We finished the last class touching very lightly on functions. Today we’ll go deeper on this subject. Functions are one of the most powerful tools in R.
In R the basic trigonometry functions use Radians instead of Degrees. The relationship between radians and degrees is the following:
Angle in radians = Angle in degrees * (pi/180)
Try to write the code to compute the value of 45 degrees in radians.

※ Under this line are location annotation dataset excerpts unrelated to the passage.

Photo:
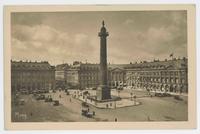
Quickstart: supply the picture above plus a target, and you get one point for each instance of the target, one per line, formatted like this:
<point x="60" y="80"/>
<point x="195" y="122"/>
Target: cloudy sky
<point x="60" y="37"/>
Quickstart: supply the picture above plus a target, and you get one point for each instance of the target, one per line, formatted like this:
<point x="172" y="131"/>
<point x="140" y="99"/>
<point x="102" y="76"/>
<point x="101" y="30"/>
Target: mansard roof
<point x="28" y="65"/>
<point x="167" y="64"/>
<point x="62" y="67"/>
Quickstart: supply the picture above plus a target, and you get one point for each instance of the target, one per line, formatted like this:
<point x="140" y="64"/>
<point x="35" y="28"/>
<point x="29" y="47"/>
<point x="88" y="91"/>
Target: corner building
<point x="32" y="75"/>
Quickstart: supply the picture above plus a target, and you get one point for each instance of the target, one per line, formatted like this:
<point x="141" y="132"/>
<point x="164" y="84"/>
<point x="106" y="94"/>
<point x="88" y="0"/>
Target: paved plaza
<point x="69" y="110"/>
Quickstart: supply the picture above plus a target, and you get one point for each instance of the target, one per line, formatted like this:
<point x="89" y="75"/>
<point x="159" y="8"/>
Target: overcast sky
<point x="60" y="37"/>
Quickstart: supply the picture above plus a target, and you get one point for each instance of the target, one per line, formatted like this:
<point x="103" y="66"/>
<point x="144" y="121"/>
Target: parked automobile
<point x="40" y="97"/>
<point x="48" y="99"/>
<point x="21" y="102"/>
<point x="177" y="97"/>
<point x="56" y="103"/>
<point x="84" y="104"/>
<point x="87" y="114"/>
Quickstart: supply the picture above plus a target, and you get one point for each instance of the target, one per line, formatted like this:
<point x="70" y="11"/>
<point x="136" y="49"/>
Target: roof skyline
<point x="73" y="36"/>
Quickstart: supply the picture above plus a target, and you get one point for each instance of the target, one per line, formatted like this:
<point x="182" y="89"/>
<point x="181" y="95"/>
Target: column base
<point x="103" y="92"/>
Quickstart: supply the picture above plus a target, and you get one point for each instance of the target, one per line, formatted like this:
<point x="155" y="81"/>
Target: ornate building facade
<point x="168" y="75"/>
<point x="32" y="75"/>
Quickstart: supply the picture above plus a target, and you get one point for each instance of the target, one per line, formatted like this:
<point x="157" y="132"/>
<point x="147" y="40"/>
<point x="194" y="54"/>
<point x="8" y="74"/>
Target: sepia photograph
<point x="106" y="65"/>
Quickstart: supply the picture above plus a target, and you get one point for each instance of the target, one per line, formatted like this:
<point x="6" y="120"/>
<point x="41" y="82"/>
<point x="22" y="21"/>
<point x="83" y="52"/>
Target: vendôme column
<point x="103" y="91"/>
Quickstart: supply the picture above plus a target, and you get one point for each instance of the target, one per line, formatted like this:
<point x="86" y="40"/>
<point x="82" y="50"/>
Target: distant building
<point x="32" y="75"/>
<point x="167" y="75"/>
<point x="61" y="75"/>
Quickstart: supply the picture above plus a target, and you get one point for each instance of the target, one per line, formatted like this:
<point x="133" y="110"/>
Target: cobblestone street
<point x="151" y="109"/>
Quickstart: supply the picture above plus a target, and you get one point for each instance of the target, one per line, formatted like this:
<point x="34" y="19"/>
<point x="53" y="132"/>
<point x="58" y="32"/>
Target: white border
<point x="39" y="2"/>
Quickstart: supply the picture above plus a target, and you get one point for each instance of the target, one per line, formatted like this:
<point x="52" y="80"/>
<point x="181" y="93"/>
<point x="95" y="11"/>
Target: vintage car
<point x="87" y="114"/>
<point x="21" y="102"/>
<point x="56" y="103"/>
<point x="40" y="97"/>
<point x="48" y="99"/>
<point x="84" y="104"/>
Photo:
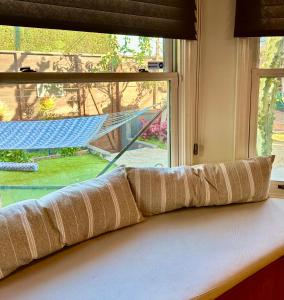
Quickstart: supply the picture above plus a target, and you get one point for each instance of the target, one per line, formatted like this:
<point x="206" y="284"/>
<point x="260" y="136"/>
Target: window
<point x="267" y="109"/>
<point x="81" y="77"/>
<point x="49" y="50"/>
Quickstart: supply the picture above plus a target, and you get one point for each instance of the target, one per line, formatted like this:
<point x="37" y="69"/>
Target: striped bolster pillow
<point x="35" y="228"/>
<point x="158" y="190"/>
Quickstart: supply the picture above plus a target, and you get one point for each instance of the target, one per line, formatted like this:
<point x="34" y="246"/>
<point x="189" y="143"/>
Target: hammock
<point x="71" y="132"/>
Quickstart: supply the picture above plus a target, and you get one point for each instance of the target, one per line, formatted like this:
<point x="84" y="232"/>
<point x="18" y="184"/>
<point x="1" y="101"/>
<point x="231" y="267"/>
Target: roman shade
<point x="255" y="18"/>
<point x="161" y="18"/>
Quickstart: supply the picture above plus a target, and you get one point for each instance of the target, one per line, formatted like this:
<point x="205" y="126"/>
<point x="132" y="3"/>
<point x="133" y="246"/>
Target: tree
<point x="124" y="58"/>
<point x="272" y="55"/>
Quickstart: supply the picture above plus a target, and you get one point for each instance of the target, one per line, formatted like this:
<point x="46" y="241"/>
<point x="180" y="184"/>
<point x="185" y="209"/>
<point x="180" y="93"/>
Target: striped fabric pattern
<point x="35" y="228"/>
<point x="159" y="190"/>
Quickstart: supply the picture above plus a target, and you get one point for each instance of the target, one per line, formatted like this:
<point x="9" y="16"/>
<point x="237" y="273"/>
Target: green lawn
<point x="52" y="172"/>
<point x="154" y="141"/>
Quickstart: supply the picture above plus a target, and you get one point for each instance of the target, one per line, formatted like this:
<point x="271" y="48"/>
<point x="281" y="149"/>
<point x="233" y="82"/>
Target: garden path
<point x="144" y="157"/>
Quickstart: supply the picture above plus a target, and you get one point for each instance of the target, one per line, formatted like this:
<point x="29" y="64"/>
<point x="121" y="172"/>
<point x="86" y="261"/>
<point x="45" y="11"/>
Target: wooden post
<point x="18" y="95"/>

Now… To build our first function! If you want to a) subtract two numbers and b) obtain the absolute value of the operation done in a); you could do so with a few lines of code like:
Number_1 = -168
Number_2 = -126
Result = Number_1 - Number_2
Final_result = abs(Result)
Every time you would want to repeat this operation but with different numbers you would have to use the code above but changing the values of Number_1 and Number_2.
Number_1 = 1191
Number_2 = 1233
Result = Number_1 - Number_2
Final_result = abs(Result)
print(x=Final_result)
## [1] 42
If you write a function to do it however, if you want to repeat the operation you can do so with a single line of code later on. To do the same operation as the one described above using a function, you could do:
My_function = function(Number_1, Number_2){
Result = Number_1 - Number_2
Final_result = abs(Result)
return(Final_result)
}
My_function_but_more_advanced = function(Number_1, Number_2){
return(abs(Number_1 - Number_2))
}
Both functions do the same, but the cool thing is that after doing this, you can obtain the same results as above with a single line of code for each of the examples as:
My_final_result_1 = My_function(Number_1=-168, Number_2=-126)
My_final_result_2 = My_function(Number_1=1191, Number_2=1233)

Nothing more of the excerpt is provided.